[med-svn] [snpeff] 04/09: Source is actually at Github, we need to strip several files (probably more); Vcs will be moved to Git

Andreas Tille tille at debian.org
Tue Jan 3 09:52:18 UTC 2017


This is an automated email from the git hooks/post-receive script.

tille pushed a commit to branch master
in repository snpeff.

commit eeca57f724a07cdda2ac108974503cef211d88d7
Author: Andreas Tille <tille at debian.org>
Date:   Mon Jun 20 19:48:09 2016 +0000

    Source is actually at Github, we need to strip several files (probably more); Vcs will be moved to Git
---
 debian/changelog |  2 +-
 debian/control   | 15 ++++++++-------
 debian/copyright | 10 ++++++++--
 debian/watch     |  8 ++++++--
 4 files changed, 23 insertions(+), 12 deletions(-)
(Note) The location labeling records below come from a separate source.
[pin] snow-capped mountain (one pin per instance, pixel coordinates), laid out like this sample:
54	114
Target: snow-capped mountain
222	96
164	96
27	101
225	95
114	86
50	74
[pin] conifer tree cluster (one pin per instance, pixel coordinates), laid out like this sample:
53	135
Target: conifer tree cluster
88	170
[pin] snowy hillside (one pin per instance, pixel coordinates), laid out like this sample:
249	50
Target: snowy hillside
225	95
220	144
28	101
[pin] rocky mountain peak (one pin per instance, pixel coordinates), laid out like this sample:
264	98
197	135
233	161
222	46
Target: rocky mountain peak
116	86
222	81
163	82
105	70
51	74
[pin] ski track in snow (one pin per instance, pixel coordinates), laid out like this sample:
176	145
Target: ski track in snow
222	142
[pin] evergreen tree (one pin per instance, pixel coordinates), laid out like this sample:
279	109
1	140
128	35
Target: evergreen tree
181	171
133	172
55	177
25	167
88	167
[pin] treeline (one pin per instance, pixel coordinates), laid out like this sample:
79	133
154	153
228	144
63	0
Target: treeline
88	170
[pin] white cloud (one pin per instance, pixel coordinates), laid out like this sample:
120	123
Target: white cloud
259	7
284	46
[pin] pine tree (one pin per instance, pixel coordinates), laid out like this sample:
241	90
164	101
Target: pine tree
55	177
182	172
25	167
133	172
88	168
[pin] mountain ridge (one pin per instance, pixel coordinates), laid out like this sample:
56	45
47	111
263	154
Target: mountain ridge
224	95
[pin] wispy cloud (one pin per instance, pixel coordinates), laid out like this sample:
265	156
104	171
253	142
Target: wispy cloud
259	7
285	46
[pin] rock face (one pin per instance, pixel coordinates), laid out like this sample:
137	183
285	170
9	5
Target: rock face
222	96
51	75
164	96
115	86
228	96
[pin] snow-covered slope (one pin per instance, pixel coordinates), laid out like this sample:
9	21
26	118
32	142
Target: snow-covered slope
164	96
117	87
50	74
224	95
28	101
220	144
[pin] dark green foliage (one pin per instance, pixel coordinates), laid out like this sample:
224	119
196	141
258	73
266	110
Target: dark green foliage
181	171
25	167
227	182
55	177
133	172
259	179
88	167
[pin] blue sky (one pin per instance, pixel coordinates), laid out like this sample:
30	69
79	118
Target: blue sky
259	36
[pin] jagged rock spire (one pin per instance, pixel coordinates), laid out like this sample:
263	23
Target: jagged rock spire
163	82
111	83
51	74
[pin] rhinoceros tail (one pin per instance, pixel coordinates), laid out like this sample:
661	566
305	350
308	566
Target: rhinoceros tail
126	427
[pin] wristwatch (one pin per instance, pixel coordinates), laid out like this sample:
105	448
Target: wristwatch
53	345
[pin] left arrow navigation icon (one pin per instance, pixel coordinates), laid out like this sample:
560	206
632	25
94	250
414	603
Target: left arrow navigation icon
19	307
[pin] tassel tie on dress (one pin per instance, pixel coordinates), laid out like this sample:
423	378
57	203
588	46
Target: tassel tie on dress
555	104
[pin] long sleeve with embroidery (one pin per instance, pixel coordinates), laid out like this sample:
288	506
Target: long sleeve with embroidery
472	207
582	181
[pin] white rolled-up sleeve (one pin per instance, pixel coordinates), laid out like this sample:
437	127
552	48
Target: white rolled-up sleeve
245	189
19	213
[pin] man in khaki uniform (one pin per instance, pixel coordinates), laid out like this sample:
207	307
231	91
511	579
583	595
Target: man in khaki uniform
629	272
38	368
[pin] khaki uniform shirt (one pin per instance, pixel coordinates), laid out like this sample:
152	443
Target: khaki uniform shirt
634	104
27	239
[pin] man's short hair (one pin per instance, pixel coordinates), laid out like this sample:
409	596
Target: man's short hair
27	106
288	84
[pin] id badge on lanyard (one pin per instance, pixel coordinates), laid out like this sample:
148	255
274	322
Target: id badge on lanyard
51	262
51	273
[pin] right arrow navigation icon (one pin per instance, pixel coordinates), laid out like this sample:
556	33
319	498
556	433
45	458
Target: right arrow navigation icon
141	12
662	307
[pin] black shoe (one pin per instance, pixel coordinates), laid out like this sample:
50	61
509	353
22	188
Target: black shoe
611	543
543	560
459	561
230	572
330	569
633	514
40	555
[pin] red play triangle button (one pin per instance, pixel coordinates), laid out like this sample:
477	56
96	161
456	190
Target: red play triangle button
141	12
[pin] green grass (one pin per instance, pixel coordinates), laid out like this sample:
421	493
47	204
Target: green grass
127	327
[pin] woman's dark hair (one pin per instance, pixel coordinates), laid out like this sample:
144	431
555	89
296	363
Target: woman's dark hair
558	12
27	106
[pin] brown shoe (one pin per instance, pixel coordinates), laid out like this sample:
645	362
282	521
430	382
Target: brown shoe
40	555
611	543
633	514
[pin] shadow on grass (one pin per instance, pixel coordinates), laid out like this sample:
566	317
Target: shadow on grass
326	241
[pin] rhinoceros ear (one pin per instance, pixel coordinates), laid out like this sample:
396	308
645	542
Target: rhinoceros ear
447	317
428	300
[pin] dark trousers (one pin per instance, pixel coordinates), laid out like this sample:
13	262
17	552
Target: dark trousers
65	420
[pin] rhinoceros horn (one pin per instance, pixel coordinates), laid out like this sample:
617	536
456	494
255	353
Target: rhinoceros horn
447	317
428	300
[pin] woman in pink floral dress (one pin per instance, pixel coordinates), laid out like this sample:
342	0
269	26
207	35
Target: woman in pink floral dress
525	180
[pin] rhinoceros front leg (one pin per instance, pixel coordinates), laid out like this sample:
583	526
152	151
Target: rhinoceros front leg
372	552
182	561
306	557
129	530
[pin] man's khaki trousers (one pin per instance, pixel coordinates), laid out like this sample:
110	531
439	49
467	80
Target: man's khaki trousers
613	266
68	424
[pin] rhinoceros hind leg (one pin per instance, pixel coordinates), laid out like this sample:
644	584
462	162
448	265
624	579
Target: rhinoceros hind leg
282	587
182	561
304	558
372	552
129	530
diff --git a/debian/changelog b/debian/changelog
index afac3aa..f5e7ace 100644
--- a/debian/changelog
+++ b/debian/changelog
@@ -1,4 +1,4 @@
-snpeff (4.3-1) UNRELEASED; urgency=low
+snpeff (4.2+dfsg-1) UNRELEASED; urgency=low
 
   * Initial release (Closes: #<bug>)
 
diff --git a/debian/control b/debian/control
index 68bb755..4bfae91 100644
--- a/debian/control
+++ b/debian/control
@@ -1,18 +1,19 @@
 Source: snpeff
-Section: science
-Priority: optional
 Maintainer: Debian Med Packaging Team <debian-med-packaging at lists.alioth.debian.org>
 Uploaders: Andreas Tille <tille at debian.org>
+Section: science
+Priority: optional
 Build-Depends: debhelper (>= 9)
-Standards-Version: 3.9.4
+Standards-Version: 3.9.8
+Vcs-Browser: https://anonscm.debian.org/cgit/debian-med/snpeff.git
+Vcs-Git: https://anonscm.debian.org/git/debian-med/snpeff.git
 Homepage: http://snpeff.sourceforge.net/
-Vcs-Browser: http://svn.debian.org/wsvn/debian-med/trunk/packages/snpeff/trunk/
-Vcs-Svn: svn://svn.debian.org/debian-med/trunk/packages/snpeff/trunk/
 
 Package: snpeff
 Architecture: any
-Depends: ${shlibs:Depends}, ${misc:Depends}
-Description: annotation and effect prediction tool for genome sequences
+Depends: ${shlibs:Depends},
+         ${misc:Depends}
+Description: genetic variant annotation and effect prediction toolbox
  SnpEff is a variant annotation and effect prediction tool. It annotates
  and predicts the effects of variants on genes (such as amino acid
  changes). 
diff --git a/debian/copyright b/debian/copyright
index 131c5f0..3976970 100644
--- a/debian/copyright
+++ b/debian/copyright
@@ -1,10 +1,16 @@
 Format: http://www.debian.org/doc/packaging-manuals/copyright-format/1.0/
 Upstream-Name: snpEff
 Upstream-Contact: Pablo Cingolani <pcingola at users.sourceforge.net>
-Source: https://snpeff.svn.sourceforge.net/svnroot/snpeff/SnpEffect/trunk/
+Source: https://github.com/pcingola/SnpEff/releases
+Files-Excluded: */config/OLD
+                */doc/*.pdf
+                */doc/hgvs
+                *.jar
+                */papers/*.pdf
+                */scripts_build/OLD
 
 Files: *
-Copyright: © 2008-2012, Pablo Cingolani <pcingola at users.sourceforge.net>
+Copyright: © 2008-2016, Pablo Cingolani <pcingola at users.sourceforge.net>
 License: LGPLv3
 
 Files: debian/*
diff --git a/debian/watch b/debian/watch
index 11b90ae..673d10f 100644
--- a/debian/watch
+++ b/debian/watch
@@ -1,4 +1,8 @@
 version=3
 
-opts="uversionmangle=s/_/./g" \
-  http://sf.net/snpeff/snpEff_v(\d[\d_.]+)_core\.(?:tgz|tbz|txz|zip|(?:tar\.(?:gz|bz2|xz)))
+opts="repacksuffix=+dfsg,dversionmangle=s/\+dfsg//g,repack,compression=xz" \
+   https://github.com/pcingola/SnpEff/releases .*/archive/v(\d[\d.-]+)\.(?:tar(?:\.gz|\.bz2)?|tgz)
+
+# That's the binary jar download
+#opts="uversionmangle=s/_/./g" \
+#  http://sf.net/snpeff/snpEff_v(\d[\d_.]+)_core\.(?:tgz|tbz|txz|zip|(?:tar\.(?:gz|bz2|xz)))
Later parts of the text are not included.